I could've swore I had just seen this the other day. Oh wait I did[1]! And it's still only on Mac OSX and does not appear to have advanced in the past 2 months.
Well, ok, it has advanced some it appears and has significantly more/better documentation than it did.. but I'm still waiting for it to work on my Linux box :(
This is really cool, and I'm disappointed there's so much hate going on in here.
I agree with points that there is a distribution challenge, but I think if Arc can get small enough, it'll be like SilverLight or Flash. This could make a huge difference for in-browser games that don't want to mess with asm.js.
Unfortunately such a plugin as this would be of type NPAPI. Which Google has just announced that they are starting to deprecate and have stopped accepting submissions to the Chrome Web Store for NPAPI plugins.
So there's never going to be support for this to be able to run on a Chromebook.
I see there are some pro's like we have it somehow with Java today. Maybe we can really start an environment which suits for all browsers to run a piece of code in it, which is cross plattform compatible and makes use of all the great possibilities that we have on a linux machine. Great there!
Now the con's:
With great possibilities come great responsibilities. Where do you want to start to avoid having a super-amount of unsecure boxes? Package a ready-to-use program into the box with a "just one click in your browser to start"-button, having users who run code they never look at, from people they never saw (but for some weird reasons trust), in boxes they just one-click-download-and-run? Or did I just got something wrong?
- arc.io with documentation, demos, and examples in Python, C, Ruby, and Node.js.
- Support for other developers to build and ship Arc apps.
- Installer is 60MB, down from 140MB.
- Updated to the latest VirtualBox v4.2.18.
- Bug fixes, security fixes, and performance improvements.
49 days ago Arc was ready for a blog post. Now it's ready for laps
around the track.
I think this is a valid resubmission. Also, he submitted it before and got burnt down. Apparently (if you see the set of comments here right now), people's moods are better today.
For size, Arc's installer will continue to shrink (it's down to 60MB from 140MB). A custom built VirtualBox should be quite small. However, VirtualBox does require admin to install while qemu does not.

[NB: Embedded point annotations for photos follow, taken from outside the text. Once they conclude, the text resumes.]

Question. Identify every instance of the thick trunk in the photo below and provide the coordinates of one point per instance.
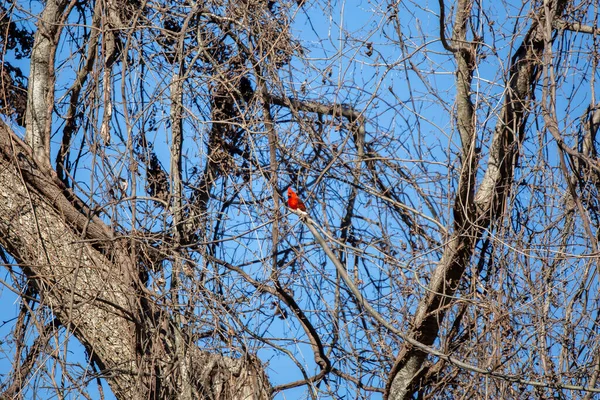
(472, 214)
(88, 280)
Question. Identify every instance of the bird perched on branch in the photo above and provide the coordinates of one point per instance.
(294, 201)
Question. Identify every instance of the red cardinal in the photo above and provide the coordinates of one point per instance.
(294, 201)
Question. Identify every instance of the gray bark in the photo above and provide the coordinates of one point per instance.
(88, 280)
(475, 210)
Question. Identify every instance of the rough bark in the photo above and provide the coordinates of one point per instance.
(472, 214)
(40, 96)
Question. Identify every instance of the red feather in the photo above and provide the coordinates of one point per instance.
(294, 201)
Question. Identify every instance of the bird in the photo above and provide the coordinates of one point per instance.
(294, 201)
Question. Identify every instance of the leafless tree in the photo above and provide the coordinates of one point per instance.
(446, 155)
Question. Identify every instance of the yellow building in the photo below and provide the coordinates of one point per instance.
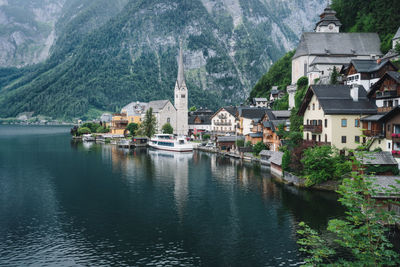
(332, 115)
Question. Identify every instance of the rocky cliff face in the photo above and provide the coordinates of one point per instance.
(131, 47)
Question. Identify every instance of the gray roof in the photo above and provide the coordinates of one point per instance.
(378, 158)
(252, 112)
(281, 114)
(397, 35)
(368, 65)
(336, 99)
(386, 183)
(375, 117)
(327, 60)
(231, 138)
(276, 158)
(339, 44)
(157, 105)
(135, 108)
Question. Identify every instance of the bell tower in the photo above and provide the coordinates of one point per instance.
(328, 21)
(181, 98)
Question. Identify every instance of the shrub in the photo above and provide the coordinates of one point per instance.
(257, 148)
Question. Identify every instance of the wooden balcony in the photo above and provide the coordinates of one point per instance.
(372, 133)
(313, 128)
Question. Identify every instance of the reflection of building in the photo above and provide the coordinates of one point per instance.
(175, 166)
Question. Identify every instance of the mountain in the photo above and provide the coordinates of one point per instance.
(104, 54)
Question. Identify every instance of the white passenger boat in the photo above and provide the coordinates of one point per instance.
(170, 143)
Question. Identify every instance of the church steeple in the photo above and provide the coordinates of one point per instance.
(328, 21)
(181, 72)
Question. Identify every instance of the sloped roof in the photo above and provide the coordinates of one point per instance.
(281, 114)
(378, 158)
(397, 35)
(368, 65)
(327, 60)
(157, 105)
(342, 44)
(336, 99)
(392, 74)
(252, 113)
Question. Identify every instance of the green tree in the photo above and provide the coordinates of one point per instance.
(334, 76)
(167, 128)
(257, 148)
(132, 128)
(362, 232)
(149, 124)
(323, 163)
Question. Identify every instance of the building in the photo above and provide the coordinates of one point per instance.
(260, 102)
(386, 91)
(134, 111)
(248, 116)
(366, 72)
(224, 121)
(393, 54)
(164, 112)
(181, 99)
(332, 114)
(383, 131)
(200, 121)
(319, 52)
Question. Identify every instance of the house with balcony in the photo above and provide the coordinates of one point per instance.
(366, 72)
(386, 92)
(248, 117)
(383, 131)
(332, 114)
(224, 121)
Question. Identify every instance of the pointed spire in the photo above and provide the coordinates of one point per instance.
(181, 72)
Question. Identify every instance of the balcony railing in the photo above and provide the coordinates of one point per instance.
(223, 123)
(391, 93)
(371, 133)
(313, 128)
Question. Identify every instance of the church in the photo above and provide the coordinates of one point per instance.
(319, 52)
(163, 110)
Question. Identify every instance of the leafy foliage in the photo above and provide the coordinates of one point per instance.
(323, 163)
(257, 148)
(362, 232)
(280, 74)
(370, 16)
(167, 128)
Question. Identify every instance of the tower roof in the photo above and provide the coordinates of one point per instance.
(181, 72)
(328, 17)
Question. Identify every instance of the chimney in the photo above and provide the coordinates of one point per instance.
(354, 92)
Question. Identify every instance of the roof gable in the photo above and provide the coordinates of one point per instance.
(339, 44)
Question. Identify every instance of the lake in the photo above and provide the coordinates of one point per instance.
(66, 203)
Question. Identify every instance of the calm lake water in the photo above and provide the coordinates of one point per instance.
(64, 203)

In the future, Arc will be agnostic and support multiple hypervisors. One could use qemu, VirtualBox, HyperV on Windows, kvm on Linux, etc.

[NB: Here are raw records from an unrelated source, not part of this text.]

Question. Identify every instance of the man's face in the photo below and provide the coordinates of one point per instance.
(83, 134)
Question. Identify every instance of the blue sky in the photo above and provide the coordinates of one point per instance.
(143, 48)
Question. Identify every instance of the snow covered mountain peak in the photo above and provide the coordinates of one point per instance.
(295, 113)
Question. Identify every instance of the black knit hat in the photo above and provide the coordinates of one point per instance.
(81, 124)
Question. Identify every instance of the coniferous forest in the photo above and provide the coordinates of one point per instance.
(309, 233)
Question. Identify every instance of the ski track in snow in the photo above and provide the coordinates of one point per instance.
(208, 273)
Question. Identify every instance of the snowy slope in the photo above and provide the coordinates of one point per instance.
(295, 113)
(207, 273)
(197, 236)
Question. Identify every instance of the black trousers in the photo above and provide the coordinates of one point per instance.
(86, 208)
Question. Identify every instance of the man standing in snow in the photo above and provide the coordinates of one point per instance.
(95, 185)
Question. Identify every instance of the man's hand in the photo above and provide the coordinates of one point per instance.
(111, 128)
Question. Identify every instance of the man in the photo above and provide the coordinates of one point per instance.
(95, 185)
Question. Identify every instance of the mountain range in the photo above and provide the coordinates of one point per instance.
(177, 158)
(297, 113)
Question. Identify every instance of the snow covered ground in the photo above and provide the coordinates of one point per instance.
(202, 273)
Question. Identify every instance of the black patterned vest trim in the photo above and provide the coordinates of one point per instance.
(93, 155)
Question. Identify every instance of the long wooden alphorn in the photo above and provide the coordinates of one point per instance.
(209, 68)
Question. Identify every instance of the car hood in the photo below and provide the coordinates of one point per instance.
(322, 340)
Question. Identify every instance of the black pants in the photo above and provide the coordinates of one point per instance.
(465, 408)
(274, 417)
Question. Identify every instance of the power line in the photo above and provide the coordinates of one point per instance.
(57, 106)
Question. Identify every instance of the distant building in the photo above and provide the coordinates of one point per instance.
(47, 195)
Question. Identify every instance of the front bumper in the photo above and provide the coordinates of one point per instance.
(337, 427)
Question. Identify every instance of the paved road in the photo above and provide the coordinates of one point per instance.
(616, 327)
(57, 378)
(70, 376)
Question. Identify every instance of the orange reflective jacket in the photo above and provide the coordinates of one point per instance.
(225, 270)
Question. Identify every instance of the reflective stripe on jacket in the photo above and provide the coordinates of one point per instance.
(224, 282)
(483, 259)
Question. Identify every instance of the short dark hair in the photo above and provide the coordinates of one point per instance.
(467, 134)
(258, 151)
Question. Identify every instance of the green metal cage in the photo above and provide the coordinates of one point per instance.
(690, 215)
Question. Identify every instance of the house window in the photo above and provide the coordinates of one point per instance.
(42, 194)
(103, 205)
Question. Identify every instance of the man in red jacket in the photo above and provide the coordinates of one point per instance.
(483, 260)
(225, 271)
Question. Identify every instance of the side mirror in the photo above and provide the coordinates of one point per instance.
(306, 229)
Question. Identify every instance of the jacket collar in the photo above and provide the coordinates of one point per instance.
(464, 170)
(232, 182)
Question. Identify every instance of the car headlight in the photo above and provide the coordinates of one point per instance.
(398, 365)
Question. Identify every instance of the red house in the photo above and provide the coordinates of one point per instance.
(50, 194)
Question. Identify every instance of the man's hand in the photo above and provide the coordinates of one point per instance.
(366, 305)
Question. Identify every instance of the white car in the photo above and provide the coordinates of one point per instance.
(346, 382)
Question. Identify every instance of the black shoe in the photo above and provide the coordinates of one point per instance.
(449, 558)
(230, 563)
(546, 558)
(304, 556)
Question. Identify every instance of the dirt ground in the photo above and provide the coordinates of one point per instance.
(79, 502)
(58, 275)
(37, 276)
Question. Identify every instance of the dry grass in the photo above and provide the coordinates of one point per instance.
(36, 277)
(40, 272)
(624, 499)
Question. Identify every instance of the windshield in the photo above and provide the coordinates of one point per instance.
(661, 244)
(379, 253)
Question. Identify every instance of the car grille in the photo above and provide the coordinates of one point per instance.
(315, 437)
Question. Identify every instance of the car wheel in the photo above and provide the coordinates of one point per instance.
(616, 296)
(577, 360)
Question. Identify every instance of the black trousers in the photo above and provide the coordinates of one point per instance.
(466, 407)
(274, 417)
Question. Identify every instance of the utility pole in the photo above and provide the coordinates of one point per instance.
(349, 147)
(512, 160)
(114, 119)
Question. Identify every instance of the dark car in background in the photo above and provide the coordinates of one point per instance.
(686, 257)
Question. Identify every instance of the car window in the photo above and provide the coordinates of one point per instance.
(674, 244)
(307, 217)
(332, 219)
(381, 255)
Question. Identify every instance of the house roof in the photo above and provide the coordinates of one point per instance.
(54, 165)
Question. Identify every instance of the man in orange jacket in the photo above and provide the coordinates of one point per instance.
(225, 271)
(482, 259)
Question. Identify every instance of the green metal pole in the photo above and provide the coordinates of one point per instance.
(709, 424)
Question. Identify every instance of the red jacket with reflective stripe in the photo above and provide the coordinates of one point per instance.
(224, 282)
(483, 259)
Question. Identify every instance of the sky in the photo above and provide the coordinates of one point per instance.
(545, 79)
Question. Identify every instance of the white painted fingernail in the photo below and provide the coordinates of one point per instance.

At the same time I feel both excited and a bit sceptical.
This seems great because it opens a lot of possibilities.
But also has the potential to turn into another "Please download and install Adobe Flash player and refresh the page in order to view this content" thing.

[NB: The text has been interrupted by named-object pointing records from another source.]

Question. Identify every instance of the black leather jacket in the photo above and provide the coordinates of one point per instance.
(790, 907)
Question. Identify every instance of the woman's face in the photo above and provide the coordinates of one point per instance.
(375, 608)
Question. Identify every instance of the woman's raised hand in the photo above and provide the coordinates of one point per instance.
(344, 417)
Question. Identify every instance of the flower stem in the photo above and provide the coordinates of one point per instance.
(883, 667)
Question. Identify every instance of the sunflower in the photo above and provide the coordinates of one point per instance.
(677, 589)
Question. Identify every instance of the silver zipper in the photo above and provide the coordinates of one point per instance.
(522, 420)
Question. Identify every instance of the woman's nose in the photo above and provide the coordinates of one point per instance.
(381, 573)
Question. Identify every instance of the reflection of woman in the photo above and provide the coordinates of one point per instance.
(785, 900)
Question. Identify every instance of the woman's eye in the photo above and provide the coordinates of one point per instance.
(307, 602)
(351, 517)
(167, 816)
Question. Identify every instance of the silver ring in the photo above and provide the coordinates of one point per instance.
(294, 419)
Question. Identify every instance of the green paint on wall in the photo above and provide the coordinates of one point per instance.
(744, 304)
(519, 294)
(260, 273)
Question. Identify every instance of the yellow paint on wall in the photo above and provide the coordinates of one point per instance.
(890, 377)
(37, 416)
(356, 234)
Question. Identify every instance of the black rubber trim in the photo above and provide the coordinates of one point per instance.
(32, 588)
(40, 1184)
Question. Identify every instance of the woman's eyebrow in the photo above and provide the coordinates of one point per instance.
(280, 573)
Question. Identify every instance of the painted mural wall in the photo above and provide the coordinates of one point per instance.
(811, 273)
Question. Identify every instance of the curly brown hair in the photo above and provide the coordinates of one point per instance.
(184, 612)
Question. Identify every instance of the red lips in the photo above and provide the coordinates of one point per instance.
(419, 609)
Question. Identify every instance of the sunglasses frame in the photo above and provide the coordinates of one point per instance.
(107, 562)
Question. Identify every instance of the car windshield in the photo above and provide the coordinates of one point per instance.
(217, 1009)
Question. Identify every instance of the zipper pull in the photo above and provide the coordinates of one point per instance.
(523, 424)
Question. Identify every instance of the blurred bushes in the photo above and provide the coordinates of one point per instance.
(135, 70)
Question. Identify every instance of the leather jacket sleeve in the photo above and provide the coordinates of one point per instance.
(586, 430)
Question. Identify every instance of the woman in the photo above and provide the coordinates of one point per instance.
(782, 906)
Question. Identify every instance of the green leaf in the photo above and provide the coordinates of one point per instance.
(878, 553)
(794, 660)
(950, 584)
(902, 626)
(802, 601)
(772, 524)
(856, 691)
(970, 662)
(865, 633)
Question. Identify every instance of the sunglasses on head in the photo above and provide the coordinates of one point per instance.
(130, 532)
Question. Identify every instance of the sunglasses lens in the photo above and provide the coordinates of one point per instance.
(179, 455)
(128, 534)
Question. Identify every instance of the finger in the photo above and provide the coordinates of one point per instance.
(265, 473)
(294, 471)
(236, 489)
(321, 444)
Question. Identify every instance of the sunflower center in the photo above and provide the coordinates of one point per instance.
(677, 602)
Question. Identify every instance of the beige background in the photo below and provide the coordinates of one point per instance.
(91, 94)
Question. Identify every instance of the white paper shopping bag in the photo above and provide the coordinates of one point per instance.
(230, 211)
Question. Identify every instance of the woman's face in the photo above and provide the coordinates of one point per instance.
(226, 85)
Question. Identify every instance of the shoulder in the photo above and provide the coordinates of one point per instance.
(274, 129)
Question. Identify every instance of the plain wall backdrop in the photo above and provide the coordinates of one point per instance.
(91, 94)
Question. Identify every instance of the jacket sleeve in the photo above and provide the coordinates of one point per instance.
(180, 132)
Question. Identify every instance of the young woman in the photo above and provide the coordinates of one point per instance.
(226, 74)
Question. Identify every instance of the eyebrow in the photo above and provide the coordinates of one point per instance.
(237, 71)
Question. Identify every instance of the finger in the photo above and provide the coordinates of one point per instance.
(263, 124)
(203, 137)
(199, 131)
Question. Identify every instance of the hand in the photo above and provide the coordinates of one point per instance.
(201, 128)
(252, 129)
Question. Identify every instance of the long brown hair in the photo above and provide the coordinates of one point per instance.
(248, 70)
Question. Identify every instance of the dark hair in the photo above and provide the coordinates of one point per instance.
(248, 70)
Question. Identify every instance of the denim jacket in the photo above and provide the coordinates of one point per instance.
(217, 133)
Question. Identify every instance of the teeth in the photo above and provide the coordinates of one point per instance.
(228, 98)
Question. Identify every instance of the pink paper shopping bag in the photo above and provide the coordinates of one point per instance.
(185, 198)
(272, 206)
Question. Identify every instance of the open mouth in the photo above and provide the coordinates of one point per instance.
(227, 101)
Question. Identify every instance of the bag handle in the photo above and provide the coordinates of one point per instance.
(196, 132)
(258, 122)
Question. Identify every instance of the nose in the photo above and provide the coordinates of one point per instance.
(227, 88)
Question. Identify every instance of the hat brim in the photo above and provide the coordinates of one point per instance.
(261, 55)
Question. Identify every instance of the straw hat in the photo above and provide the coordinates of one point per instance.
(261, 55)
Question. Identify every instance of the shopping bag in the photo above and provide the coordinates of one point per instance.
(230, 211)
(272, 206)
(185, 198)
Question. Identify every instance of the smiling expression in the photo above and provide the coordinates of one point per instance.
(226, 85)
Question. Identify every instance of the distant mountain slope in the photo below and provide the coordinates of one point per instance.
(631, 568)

It would be brilliant if browsers supported this natively (but then, I doubt IE ever would).
Google's NaCl set out to solve this same problem (pretty much), but I'm beginning to think Grun's Arc might completely shadow Google's work here for many reasons, not the least of which is total flexibility of development environment (i.e. no need for a special "sdk", except to communicate with the browser).
PNaCl is a liberally-licensed open source project. You can see its source code and compile it whenever you want. How much more open would you like it to be?
Native Client also supports the execution of nexe modules directly in the browser. However, since nexes contain architecture-specific machine code, they are not allowed to be distributed on the open web—they can only be used as part of applications and extensions that are installed from the Chrome Web Store.
Could you use Docker as a backend on Linux? I feel like it would eliminate a lot of the size overhead, and be significantly easier to ship (a single static binary)
"Native apps for the browser" = it's a lie since you basically need to download a third party software on your computer ( >60MB ) which runs as a daemon (sic),it's just yet another plugin. When that thing works without any 3rd party executable let me know.